What polling are you referring to, because the March polling from PEW who I'd trust the most in this situation still has 36% supporting Gaza action and another 9% having no opinion.

The question none of this polling dares to ask and probably should is, “will this issue prevent you from voting for a candidate in the general election?”

I think that's a fair question, but at the end of the day, the vast majority of people also do not place the Israeli-Palestinian war remotely at the top of their top list of concerns. So framing another way is: What % of the electorate in key states actually considers Biden's actions as unacceptable, versus the % of the electorate who still continues to support Israel and would consider it unacceptable if he withdrew further support? Moreover in terms of damage-control what would happen to Biden if he withdrew all aid to Israel and they just so happened to incur another terrorist attack? Whether we like it or not, this election is inevitable and Biden is certainly the better option not only for the people of Gaza but also the people of Ukraine and the wider planet for that matter. Certainly wouldn't be that difficult for a right-wing nationalist government to stage a false-flag akin to Russia's apartment bombings. So I think the proportional wind-down as polls continue to turn against Israel is the smart move. If I was in the Oval Office (and of course, none of us here are), that's what I would be advising. Meanwhile the second I win election, I'd be cutting Israel off entirely.

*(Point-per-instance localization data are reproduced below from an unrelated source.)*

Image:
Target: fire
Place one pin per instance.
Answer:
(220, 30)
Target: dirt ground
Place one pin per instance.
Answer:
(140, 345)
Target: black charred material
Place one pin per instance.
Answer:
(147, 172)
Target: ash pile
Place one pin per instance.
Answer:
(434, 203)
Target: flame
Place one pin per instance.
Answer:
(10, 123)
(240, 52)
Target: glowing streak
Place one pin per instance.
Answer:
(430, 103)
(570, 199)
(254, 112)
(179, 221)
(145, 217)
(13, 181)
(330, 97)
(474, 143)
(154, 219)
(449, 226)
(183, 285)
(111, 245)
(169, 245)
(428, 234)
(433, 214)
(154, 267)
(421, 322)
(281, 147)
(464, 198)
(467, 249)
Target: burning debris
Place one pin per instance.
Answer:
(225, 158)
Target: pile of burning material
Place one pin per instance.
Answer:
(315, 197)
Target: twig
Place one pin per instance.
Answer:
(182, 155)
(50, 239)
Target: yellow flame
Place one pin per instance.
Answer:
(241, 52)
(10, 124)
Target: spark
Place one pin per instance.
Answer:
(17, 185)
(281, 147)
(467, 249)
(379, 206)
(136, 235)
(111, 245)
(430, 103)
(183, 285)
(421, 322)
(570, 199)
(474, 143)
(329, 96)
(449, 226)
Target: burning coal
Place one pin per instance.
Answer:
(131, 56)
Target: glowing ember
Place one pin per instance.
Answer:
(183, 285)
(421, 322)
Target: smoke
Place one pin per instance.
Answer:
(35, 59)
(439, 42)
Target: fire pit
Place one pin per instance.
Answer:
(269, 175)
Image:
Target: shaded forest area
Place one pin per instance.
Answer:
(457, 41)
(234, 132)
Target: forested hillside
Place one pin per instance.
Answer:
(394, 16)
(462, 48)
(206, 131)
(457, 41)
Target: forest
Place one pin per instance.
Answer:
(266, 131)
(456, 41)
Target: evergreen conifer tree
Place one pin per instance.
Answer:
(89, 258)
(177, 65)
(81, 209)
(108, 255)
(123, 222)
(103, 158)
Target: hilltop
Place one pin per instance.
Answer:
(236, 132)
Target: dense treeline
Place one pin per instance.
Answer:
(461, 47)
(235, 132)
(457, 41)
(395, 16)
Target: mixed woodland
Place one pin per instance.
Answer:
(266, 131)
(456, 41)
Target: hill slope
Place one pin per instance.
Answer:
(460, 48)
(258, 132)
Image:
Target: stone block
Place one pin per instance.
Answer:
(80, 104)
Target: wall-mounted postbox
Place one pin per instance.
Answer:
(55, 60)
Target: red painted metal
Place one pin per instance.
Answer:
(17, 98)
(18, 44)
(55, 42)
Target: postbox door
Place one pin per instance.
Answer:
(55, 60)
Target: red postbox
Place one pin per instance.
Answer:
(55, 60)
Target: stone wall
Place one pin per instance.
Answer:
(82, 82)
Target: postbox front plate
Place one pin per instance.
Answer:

[–] [email protected] 0 points 4 months ago

That's why the question needs to be asked. The traditional ranking against other issues fails when an issue might be a deal breaker. It's why Abortion is such a huge thing in campaigns, even though it never ranks highly in that polling question either. Even after Roe V Wade healthcare access is sitting at fifth in Gallup's latest rankings.

My numbers are from Gallup.

Interestingly Pew's report from earlier shows less engagement than Gallup's but it's also more in depth on Muslim and Jewish attitudes towards the fighting which is interesting but less useful for the campaign overall.

So either they managed to poll meaningfully different groups or things are shifting and the paying attention number jumped for some reason in March. Also of note in the Gallup poll is that Democrats and independents no longer approve of Israel's war. At 70 and 60 percent for each. Suggesting the time to start divesting is now.